Berset Alain · Bundesrat · Freiburg · 2019-09-26

Wortprotokoll

Le principe de territorialité s'applique aux prestations de l'assurance obligatoire des soins. Cela vaut aussi pour les moyens et appareils. Fondamentalement, le principe, c'est que seules les prestations fournies en Suisse sont remboursées.

Cela dit, la question d'une obligation de rembourser les prestations volontairement achetées à l'étranger n'est pas nouvelle. D'ailleurs, elle a également été soulevée dans la motion Ettlin Erich 16.3988, "AOS. Introduction d'une obligation de remboursement pour les prestations que le patient choisit de se procurer à l'étranger". A fin novembre 2017, le Conseil [PAGE 988] des Etats avait rejeté cette motion et, par conséquent, il a refusé d'abroger le principe de territorialité.

La liste des moyens et appareils contient des descriptions de produits génériques, c'est-à-dire des descriptions de groupes de produits semblables. Elle ne nomme pas de marques spécifiques. Donc la responsabilité de conseiller le patient et de fournir un produit adapté aux cas spécifiques, ainsi que les instructions d'utilisation appropriées, qui sont très importantes pour ces appareils, incombent aux centres de remise. Et lors d'achats à l'étranger, certaines prestations de conseil peuvent être plus difficiles à fournir. Elles ne sont pas toujours garanties, notamment lorsqu'il s'agit de l'adaptation personnalisée, de l'entretien ou du remplacement d'appareils défectueux ainsi que pour les prestations en cas d'urgence, qui peuvent poser des problèmes.

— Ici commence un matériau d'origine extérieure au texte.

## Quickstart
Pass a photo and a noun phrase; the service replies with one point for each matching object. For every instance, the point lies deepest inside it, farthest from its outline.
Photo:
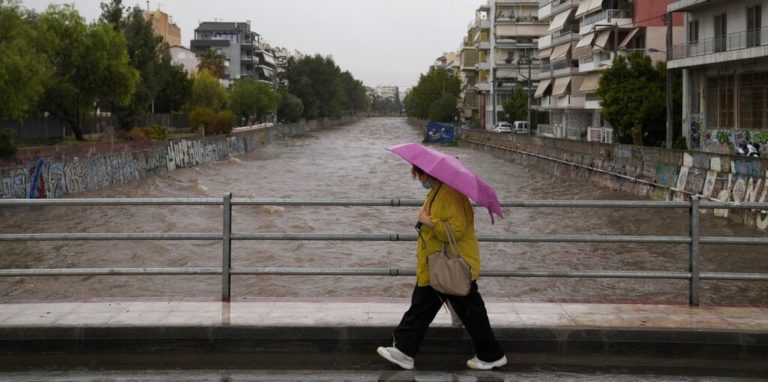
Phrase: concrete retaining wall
(663, 174)
(55, 171)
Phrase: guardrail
(694, 240)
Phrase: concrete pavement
(347, 328)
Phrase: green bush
(223, 122)
(7, 143)
(157, 132)
(202, 115)
(680, 143)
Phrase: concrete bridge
(337, 333)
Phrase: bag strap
(451, 240)
(435, 196)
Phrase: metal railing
(694, 240)
(733, 41)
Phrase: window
(721, 31)
(640, 42)
(693, 32)
(753, 100)
(753, 25)
(720, 102)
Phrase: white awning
(543, 85)
(628, 38)
(602, 40)
(559, 21)
(583, 6)
(561, 85)
(586, 40)
(594, 5)
(590, 83)
(560, 51)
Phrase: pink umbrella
(451, 171)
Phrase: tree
(290, 108)
(89, 65)
(354, 91)
(430, 88)
(207, 92)
(517, 106)
(112, 13)
(443, 109)
(316, 81)
(174, 91)
(149, 55)
(632, 95)
(23, 72)
(250, 98)
(213, 62)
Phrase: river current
(351, 162)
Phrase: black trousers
(426, 302)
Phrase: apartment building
(724, 59)
(163, 26)
(583, 38)
(246, 55)
(184, 57)
(498, 53)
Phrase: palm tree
(212, 61)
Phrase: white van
(520, 127)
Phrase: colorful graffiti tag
(44, 178)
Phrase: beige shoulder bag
(448, 273)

La liste des moyens et appareils comprend cependant des produits pour lesquels les risques relatifs semblent faibles en cas d'achat à l'étranger. On peut notamment penser aux produits qui nécessitent peu d'instructions ou qui n'ont pas besoin d'entretien ou d'autres prestations de services. C'est la raison pour laquelle, dans sa réponse à la motion, le Conseil fédéral s'est déclaré prêt à examiner cette question et à voir, dans le cadre de la révision de la liste des moyens et appareils, s'il y aurait la possibilité d'établir une distinction entre les produits pouvant être acquis à l'étranger et ceux pour lesquels cela serait impossible parce qu'un achat en Suisse, avec le conseil, est toujours souhaité à l'avenir.

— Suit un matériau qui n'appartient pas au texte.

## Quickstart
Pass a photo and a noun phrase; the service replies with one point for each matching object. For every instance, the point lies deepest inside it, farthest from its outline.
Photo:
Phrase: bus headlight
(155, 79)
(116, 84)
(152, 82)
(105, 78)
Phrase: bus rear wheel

Cela a soulevé des questions juridiques qui se sont révélées assez complexes et même plus complexes que prévu. La portée de ces questions doit encore être éclaircie, et c'est pour cette raison que ce dossier n'a pas encore pu être finalisé. Il devrait être prêt seulement vers le milieu de 2020.

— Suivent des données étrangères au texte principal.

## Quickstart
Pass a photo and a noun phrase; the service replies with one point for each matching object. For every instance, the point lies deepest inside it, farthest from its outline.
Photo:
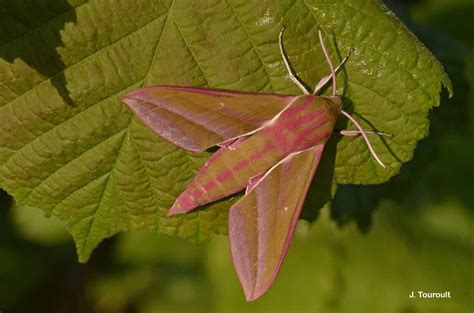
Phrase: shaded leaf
(70, 147)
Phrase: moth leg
(363, 133)
(354, 133)
(291, 74)
(327, 78)
(232, 143)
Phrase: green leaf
(70, 147)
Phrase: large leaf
(70, 147)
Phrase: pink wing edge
(130, 102)
(252, 295)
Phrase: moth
(270, 145)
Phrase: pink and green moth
(270, 145)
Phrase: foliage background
(366, 253)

Allerdings kann ich hier vielleicht noch erwähnen, dass das BAG dank einer Revision der KVV, die am 1. Januar 2018 in Kraft getreten ist, bereits Kooperationsprogramme zwischen den Grenzkantonen und den Versicherern bewilligen kann. Im Rahmen dieser Programme können die Kosten der in den Nachbarländern erbrachten Leistungen übernommen werden. Das ist bereits möglich. In diesem Zusammenhang ist die Vergütung von im Ausland erworbenen Mitteln und Gegenständen ohne Gesetzesänderung bereits möglich.

Zusammenfassung: Aufgrund der erwähnten Risiken stellt sich der Bundesrat gegen die allgemeine Vergütungspflicht für Mittel und Gegenstände, die von den Versicherten selbst im Ausland eingekauft werden. Die erwähnte Änderung der KVV bildet jedoch eine Möglichkeit der Übernahme der Kosten von Leistungen, die in den ausländischen Grenzgebieten erbracht werden. Es muss dort die Möglichkeit geprüft werden, einen Unterschied zu machen zwischen Produkten, die im Ausland erworben werden können, und Produkten, für die dies aufgrund von Risiken nicht möglich wäre. Der Bundesrat wird dem Parlament voraussichtlich Mitte 2020 einen Bericht dazu vorlegen und gegebenenfalls eine Anpassung des KVG in diesem Sinn vorschlagen.

Daher haben wir beantragt, die Motion abzulehnen.